Ecco alcuni dei principali fattori di rischio valutati: convivenza con la vittima al momento dell’aggressione. La convivenza è associata a un aumento delle occasioni di conflitto e violenza. Lo strumento inoltre prende in considerazione anche l’uso di sostanze stupefacenti o alcol. È oramai un dato acquisito che l’abuso di sostanze è frequentemente associato a impulsi violenti, scarsa regolazione emotiva e minore inibizione comportamentale. Se a tutto questo si associano precedenti penali, minacce o aggressioni precedenti, questi fatti sono elementi predittivi.
Bisogna, poi, aggiungere che l’escalation di violenza è spesso preceduta da episodi minori o non denunciati di violenza psicologica o fisica, che può contemplare violenza contro minori o altri membri della famiglia .
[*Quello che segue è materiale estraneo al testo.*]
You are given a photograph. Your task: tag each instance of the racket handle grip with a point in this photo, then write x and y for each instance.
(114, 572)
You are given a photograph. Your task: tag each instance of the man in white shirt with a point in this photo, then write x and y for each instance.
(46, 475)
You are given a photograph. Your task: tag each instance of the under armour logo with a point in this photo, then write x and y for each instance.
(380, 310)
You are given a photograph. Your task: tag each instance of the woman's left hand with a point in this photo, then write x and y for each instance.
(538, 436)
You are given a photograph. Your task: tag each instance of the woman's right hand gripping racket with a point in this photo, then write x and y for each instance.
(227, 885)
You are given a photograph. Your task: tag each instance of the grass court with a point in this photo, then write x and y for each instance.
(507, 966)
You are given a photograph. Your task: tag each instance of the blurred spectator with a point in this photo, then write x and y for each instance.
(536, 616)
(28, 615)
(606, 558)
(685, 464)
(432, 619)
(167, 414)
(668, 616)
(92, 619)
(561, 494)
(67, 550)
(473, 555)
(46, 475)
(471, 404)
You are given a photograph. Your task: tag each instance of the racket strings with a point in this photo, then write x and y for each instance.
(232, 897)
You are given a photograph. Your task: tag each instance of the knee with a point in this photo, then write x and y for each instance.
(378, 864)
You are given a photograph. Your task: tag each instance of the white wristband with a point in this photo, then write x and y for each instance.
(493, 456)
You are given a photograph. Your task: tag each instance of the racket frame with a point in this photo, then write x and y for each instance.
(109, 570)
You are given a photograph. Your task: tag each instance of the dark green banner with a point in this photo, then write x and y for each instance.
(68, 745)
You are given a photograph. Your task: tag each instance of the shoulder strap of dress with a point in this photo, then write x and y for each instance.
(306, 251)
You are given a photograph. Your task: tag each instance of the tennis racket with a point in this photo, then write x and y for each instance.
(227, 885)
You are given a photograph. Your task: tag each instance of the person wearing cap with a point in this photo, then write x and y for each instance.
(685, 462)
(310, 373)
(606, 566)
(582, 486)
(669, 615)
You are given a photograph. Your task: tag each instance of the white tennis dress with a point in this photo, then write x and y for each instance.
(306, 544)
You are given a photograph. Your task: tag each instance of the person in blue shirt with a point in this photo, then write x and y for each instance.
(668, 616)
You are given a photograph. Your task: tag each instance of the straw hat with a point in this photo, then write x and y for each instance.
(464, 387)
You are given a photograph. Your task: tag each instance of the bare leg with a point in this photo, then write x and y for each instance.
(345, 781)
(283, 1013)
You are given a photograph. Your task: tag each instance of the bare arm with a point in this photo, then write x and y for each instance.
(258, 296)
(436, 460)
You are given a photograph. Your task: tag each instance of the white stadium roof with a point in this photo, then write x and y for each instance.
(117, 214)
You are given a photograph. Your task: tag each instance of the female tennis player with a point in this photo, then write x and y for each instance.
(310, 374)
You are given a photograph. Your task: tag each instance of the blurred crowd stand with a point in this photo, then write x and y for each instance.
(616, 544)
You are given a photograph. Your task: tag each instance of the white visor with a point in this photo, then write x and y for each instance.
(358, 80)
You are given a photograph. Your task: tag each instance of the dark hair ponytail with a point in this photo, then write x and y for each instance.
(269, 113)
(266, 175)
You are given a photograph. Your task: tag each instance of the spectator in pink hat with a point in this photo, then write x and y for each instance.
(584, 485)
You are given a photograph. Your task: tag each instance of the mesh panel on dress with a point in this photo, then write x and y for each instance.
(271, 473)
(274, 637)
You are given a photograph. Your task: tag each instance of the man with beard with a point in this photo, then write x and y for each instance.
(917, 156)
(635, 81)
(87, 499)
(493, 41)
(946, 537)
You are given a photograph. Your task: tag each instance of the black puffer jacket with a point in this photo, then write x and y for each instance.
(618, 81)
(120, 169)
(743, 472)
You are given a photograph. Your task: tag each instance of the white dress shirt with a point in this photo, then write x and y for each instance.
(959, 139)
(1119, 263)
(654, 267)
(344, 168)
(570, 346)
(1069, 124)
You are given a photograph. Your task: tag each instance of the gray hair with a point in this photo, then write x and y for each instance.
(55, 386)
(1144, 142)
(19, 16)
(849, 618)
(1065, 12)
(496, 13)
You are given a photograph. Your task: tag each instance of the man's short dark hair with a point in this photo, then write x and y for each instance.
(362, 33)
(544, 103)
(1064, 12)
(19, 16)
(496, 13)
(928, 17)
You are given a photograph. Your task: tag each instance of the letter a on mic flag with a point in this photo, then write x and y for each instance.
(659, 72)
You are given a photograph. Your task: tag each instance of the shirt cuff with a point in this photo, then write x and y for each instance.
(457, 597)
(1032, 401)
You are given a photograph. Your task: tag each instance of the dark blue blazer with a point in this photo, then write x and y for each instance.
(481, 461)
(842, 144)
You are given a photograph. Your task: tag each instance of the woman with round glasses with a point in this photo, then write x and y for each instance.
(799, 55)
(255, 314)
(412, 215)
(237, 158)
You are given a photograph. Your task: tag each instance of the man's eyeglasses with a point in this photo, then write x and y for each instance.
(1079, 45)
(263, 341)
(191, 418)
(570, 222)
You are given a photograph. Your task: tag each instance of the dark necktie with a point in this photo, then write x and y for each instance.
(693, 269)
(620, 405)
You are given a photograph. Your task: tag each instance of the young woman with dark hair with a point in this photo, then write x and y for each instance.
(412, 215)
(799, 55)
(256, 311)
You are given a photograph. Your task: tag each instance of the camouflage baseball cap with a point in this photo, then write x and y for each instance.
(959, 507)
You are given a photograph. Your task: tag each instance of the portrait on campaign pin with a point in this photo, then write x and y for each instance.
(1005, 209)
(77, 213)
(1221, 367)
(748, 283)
I soggetti violenti hanno, spesso, manifestazioni emotive spesso incontrollate come gelosia patologica o controllo coercitivo,  comportamenti possessivi o simili, che vengono presi in considerazione.
Ogni item riceve un punteggio binario (0 o 1). Il punteggio totale, che può andare da 0 a 13, corrisponde a una probabilità statistica di recidiva a uno, tre e cinque anni.
L’ODARA è stato validato su ampi campioni canadesi e internazionali, dimostrando un’elevata affidabilità inter-valutatore e una buona capacità predittiva (AUC > 0.70). È stato considerato più accurato rispetto ad altri strumenti generici di valutazione della violenza, proprio perché specificamente tarato su contesti di violenza di coppia.
Inoltre i vantaggi dell’uso dell’ODARA sono molteplici. Infatti lo strumento è facile da somministrare, anche da parte di operatori non clinici,è basato su dati oggettivi e riduce la soggettività nella valutazione. Con questo strumento si supportano decisioni giudiziarie e trattamentali, e visto che è uno strumento predittivo a lungo termine, è utile per pianificare interventi di protezione e prevenzione per la vittima.
L’ODARA rappresenta un valido supporto operativo nella lotta alla violenza domestica. Quando utilizzato all’interno di un approccio multidisciplinare e integrato, può fare la differenza nella prevenzione delle recidive e nella protezione delle vittime. Il suo utilizzo sistematico contribuisce a una gestione più oggettiva, trasparente e fondata scientificamente dei casi di violenza di genere.